Getting Started with Indexes Guide | MariaDB Documentation
  1. Quickstart Guides
Getting Started with Indexes Guide

Indexing Guide

This guide explains the different types of indexes in MariaDB, their characteristics, and how they are used. Learn to create and manage Primary Keys, Unique Indexes, and Plain Indexes, along with key considerations for choosing and maintaining effective indexes for optimal query performance.

In MariaDB, the terms KEY and INDEX are generally used interchangeably in SQL statements.

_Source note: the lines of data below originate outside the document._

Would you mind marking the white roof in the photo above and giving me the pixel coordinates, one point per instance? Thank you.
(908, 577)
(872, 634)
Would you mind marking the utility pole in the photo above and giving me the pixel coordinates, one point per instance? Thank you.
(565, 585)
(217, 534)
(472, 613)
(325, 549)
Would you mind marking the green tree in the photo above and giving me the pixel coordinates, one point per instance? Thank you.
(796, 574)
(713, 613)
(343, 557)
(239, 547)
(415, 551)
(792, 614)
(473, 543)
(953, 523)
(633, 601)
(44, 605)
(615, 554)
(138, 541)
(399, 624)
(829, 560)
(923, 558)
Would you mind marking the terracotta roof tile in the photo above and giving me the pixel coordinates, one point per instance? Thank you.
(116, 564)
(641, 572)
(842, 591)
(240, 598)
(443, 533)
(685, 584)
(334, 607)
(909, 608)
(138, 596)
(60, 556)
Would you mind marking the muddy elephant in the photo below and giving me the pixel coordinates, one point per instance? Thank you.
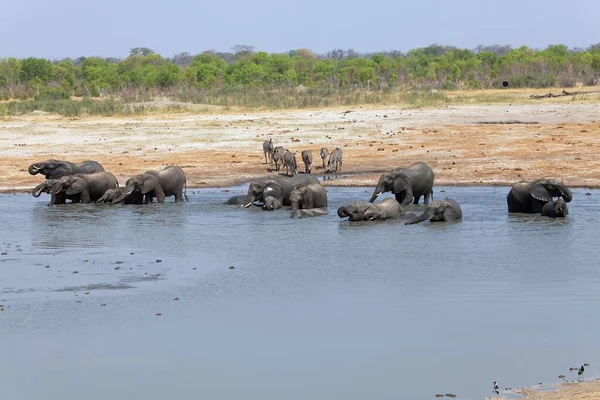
(268, 150)
(334, 164)
(291, 166)
(278, 153)
(85, 188)
(407, 184)
(530, 197)
(555, 209)
(170, 181)
(324, 153)
(441, 210)
(46, 187)
(271, 203)
(56, 169)
(279, 187)
(307, 160)
(366, 211)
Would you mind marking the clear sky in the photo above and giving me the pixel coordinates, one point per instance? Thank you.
(71, 28)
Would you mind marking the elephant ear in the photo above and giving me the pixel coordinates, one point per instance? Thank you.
(400, 184)
(150, 183)
(78, 185)
(539, 192)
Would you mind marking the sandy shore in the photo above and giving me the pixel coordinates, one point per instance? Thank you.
(560, 139)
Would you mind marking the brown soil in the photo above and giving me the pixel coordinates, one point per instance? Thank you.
(219, 148)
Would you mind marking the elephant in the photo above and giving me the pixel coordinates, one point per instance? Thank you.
(367, 211)
(555, 209)
(170, 181)
(278, 153)
(279, 187)
(237, 200)
(289, 159)
(335, 160)
(268, 150)
(56, 169)
(441, 210)
(307, 159)
(530, 197)
(87, 187)
(46, 187)
(271, 203)
(310, 196)
(407, 184)
(324, 153)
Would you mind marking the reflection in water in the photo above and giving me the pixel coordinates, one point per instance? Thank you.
(314, 308)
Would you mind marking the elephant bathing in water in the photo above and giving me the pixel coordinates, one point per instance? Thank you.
(279, 187)
(555, 209)
(366, 211)
(441, 210)
(85, 187)
(313, 196)
(170, 181)
(530, 197)
(56, 169)
(407, 184)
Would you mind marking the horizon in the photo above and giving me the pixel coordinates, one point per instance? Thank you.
(70, 29)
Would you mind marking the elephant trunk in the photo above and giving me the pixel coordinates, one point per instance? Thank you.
(34, 169)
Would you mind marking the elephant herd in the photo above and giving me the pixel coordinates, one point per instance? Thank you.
(88, 182)
(282, 157)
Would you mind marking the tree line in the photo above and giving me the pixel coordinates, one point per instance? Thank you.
(435, 66)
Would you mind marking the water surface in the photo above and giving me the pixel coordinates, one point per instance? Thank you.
(315, 308)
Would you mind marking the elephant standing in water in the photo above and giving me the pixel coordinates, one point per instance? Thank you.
(268, 150)
(324, 153)
(308, 197)
(280, 187)
(555, 209)
(85, 187)
(170, 181)
(307, 159)
(441, 210)
(366, 211)
(56, 169)
(530, 197)
(407, 184)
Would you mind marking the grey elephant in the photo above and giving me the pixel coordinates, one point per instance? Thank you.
(310, 196)
(170, 181)
(56, 169)
(555, 209)
(334, 164)
(324, 153)
(291, 166)
(268, 150)
(307, 160)
(271, 203)
(366, 211)
(237, 200)
(278, 153)
(279, 187)
(407, 184)
(85, 188)
(441, 210)
(46, 187)
(530, 197)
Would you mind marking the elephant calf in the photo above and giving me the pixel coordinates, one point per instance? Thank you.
(366, 211)
(441, 210)
(555, 209)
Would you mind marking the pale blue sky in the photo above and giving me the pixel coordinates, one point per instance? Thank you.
(72, 28)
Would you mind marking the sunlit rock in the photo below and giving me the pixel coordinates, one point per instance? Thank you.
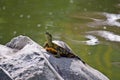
(24, 59)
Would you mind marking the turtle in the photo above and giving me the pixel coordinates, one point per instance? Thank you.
(58, 48)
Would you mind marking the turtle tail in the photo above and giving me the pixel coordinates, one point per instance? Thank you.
(80, 59)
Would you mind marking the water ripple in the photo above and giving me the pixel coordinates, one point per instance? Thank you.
(107, 35)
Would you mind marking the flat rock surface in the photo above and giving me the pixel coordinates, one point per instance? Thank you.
(23, 59)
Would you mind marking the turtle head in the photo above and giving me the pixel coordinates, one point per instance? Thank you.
(49, 38)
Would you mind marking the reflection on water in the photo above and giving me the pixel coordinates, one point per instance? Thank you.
(107, 35)
(111, 20)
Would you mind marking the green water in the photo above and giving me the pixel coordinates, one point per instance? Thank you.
(67, 20)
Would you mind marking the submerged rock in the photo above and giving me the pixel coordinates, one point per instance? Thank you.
(24, 59)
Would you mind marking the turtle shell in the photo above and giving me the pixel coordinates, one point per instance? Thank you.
(63, 45)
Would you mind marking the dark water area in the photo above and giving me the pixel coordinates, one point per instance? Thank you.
(90, 27)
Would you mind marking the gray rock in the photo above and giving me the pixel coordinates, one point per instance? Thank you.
(4, 75)
(24, 59)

There are four main kinds of indexes:

A primary key uniquely identifies each record in a table. Its values must be unique, and it cannot contain NULL values. Each table can have only one primary key.

InnoDB Considerations:

Using AUTO_INCREMENT: The AUTO_INCREMENT attribute is commonly used with numeric primary keys to automatically generate a unique ID for each new row.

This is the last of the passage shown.